Her firm's works as well as her own theoretical projects have been the subject of numerous essays. Both her work and writings have been widely published nationally and internationally in journals and newspapers.

Honors and Awards

Her work has received numerous awards including, Excellence in Design Awards from the New York State AIA, Excellence in Design Awards from the New York City Chapter AIA. The Masterwork Award from the Municipal Art Society for the best Building in New York City and the Society of Registered Architects NY Chapter Award of Merit.

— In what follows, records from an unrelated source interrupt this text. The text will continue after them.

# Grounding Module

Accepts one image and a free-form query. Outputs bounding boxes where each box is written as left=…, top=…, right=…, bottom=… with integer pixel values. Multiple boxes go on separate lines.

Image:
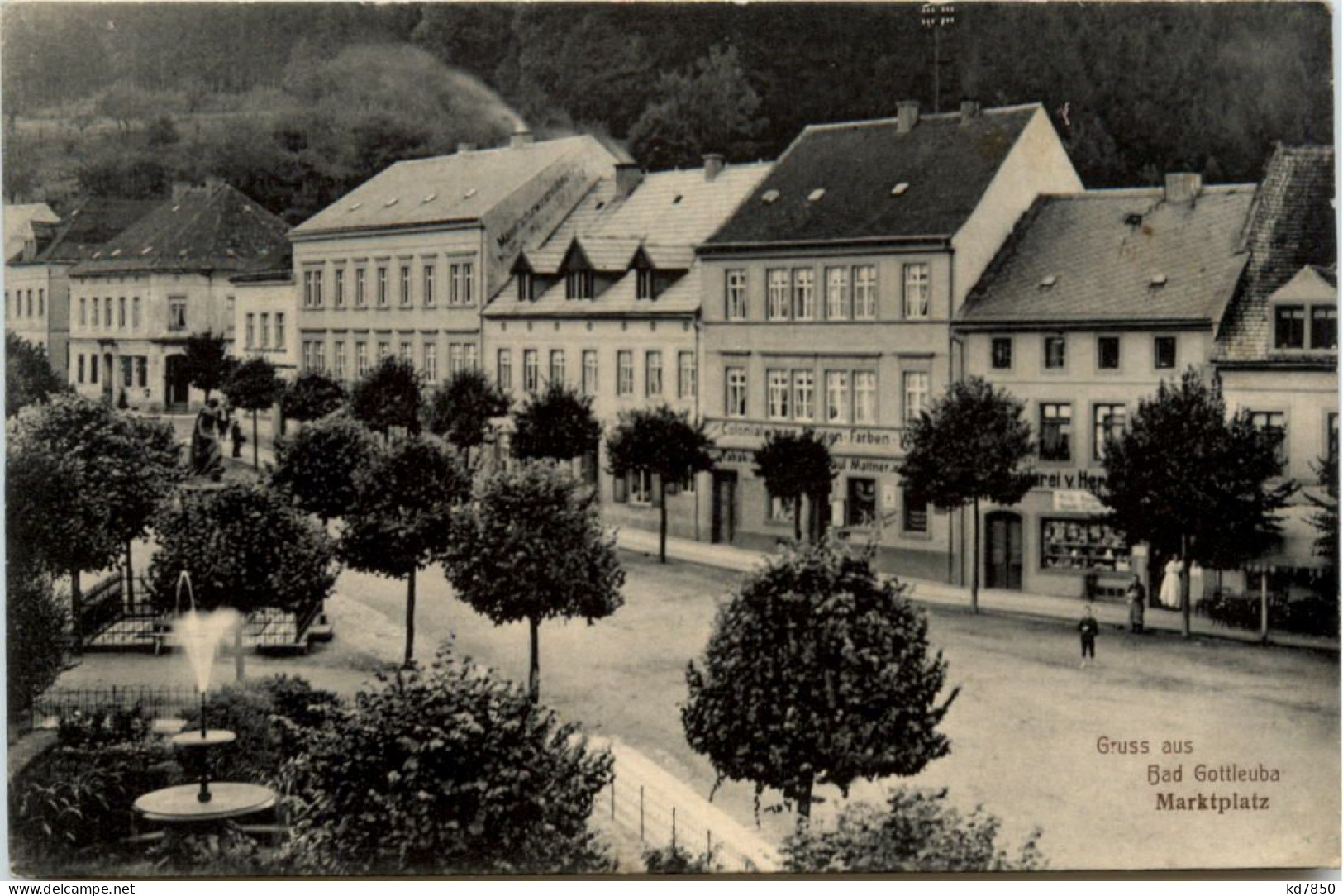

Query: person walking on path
left=1077, top=603, right=1100, bottom=669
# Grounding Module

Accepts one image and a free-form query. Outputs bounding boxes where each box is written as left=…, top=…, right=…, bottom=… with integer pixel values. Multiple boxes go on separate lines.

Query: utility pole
left=919, top=2, right=956, bottom=113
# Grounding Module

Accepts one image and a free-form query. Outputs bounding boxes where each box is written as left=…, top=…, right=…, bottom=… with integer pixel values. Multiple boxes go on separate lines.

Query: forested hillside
left=2, top=2, right=1332, bottom=221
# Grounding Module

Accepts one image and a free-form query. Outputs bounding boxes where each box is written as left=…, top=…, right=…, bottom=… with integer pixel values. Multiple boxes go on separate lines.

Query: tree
left=681, top=539, right=959, bottom=819
left=1093, top=368, right=1296, bottom=636
left=442, top=460, right=625, bottom=700
left=428, top=367, right=509, bottom=453
left=224, top=357, right=285, bottom=470
left=149, top=484, right=336, bottom=679
left=900, top=376, right=1036, bottom=612
left=271, top=414, right=378, bottom=528
left=606, top=404, right=713, bottom=563
left=512, top=383, right=602, bottom=460
left=4, top=331, right=66, bottom=417
left=183, top=331, right=238, bottom=400
left=340, top=436, right=470, bottom=666
left=350, top=356, right=423, bottom=436
left=279, top=371, right=348, bottom=423
left=288, top=646, right=612, bottom=875
left=755, top=428, right=840, bottom=541
left=783, top=787, right=1044, bottom=875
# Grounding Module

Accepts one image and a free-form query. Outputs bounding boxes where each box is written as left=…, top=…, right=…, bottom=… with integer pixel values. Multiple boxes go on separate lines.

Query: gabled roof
left=1214, top=145, right=1338, bottom=363
left=705, top=103, right=1044, bottom=249
left=959, top=185, right=1253, bottom=326
left=293, top=136, right=614, bottom=236
left=70, top=184, right=288, bottom=277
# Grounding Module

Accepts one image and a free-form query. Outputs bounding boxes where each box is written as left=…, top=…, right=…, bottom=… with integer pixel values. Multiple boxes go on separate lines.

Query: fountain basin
left=133, top=779, right=275, bottom=823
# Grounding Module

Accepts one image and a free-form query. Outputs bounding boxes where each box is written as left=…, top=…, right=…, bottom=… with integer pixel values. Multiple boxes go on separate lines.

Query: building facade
left=698, top=103, right=1081, bottom=580
left=290, top=133, right=617, bottom=384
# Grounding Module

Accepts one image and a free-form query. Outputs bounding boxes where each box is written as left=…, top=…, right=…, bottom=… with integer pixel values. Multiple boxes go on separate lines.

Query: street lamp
left=919, top=2, right=956, bottom=113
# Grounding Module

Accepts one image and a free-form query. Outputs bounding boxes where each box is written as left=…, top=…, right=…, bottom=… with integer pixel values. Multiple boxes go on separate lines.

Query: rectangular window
left=826, top=371, right=849, bottom=423
left=1311, top=305, right=1339, bottom=350
left=905, top=264, right=931, bottom=320
left=726, top=269, right=750, bottom=321
left=793, top=267, right=817, bottom=321
left=853, top=371, right=881, bottom=426
left=615, top=352, right=634, bottom=395
left=793, top=371, right=817, bottom=421
left=583, top=348, right=597, bottom=395
left=1152, top=336, right=1175, bottom=371
left=826, top=267, right=853, bottom=321
left=643, top=352, right=662, bottom=398
left=1274, top=305, right=1306, bottom=348
left=1092, top=404, right=1128, bottom=460
left=853, top=265, right=877, bottom=321
left=550, top=348, right=564, bottom=384
left=522, top=348, right=541, bottom=393
left=726, top=367, right=747, bottom=417
left=765, top=269, right=788, bottom=321
left=675, top=352, right=696, bottom=398
left=1096, top=336, right=1119, bottom=371
left=1045, top=336, right=1068, bottom=371
left=764, top=371, right=791, bottom=421
left=1040, top=403, right=1073, bottom=460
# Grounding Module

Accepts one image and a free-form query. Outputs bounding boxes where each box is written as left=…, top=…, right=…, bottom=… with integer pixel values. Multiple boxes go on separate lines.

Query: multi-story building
left=482, top=156, right=769, bottom=537
left=698, top=103, right=1081, bottom=579
left=70, top=180, right=288, bottom=411
left=290, top=133, right=618, bottom=383
left=955, top=174, right=1255, bottom=597
left=4, top=199, right=156, bottom=379
left=1212, top=146, right=1339, bottom=595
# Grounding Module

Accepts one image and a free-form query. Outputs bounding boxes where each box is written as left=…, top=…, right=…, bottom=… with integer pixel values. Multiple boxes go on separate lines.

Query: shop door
left=711, top=470, right=737, bottom=544
left=984, top=511, right=1022, bottom=591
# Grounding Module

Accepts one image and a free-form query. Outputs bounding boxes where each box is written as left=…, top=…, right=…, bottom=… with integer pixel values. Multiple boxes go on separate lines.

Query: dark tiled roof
left=705, top=105, right=1042, bottom=247
left=960, top=185, right=1253, bottom=325
left=1214, top=146, right=1338, bottom=363
left=70, top=184, right=288, bottom=277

In 2008 she was advanced to Fellow of the American Institute of Architects.

She has received grants twice from the Graham Foundation in 2004 and 2009, was awarded grants twice by the New York State Council on the Arts in 2005 and 2009, and the AIA Brunner Grant in 2006 as well as twice funds from private donors for her documentary film The Making of an Avant-Garde: The Institute for Architecture and Urban Studies, 1967–84. She received the AIA International Book Award for The Sex of Architecture in 1996. She was nominated: for the Chrysler Award in 2001, 1999, 1997 and by the American Academy of Arts and Letters 1993, 1992, 1991. She has also received a Fellowship from the French Government in 1967 to study in Paris.

Exhibitions

Her work has been exhibited in museums, galleries, and universities throughout the United States and abroad including: The Museum of Contemporary Art, Los Angeles; The Walker Art Center, Minneapolis; The Dallas Museum of Contemporary Art; The Fogg Museum, Harvard; Leo Castelli Gallery, New York; Centre Pompidou, Paris; Milano Triennale; Frankfurt Architecture Museum, West Germany, San Francisco. Museum of Modern Art, The Architectural League, NY, Yale University School of Architecture Gallery, etc. She has also lectured extensively and participated and been the keynote speaker in conferences and symposiums in North, Central and South America, Europe, Asia and Australia.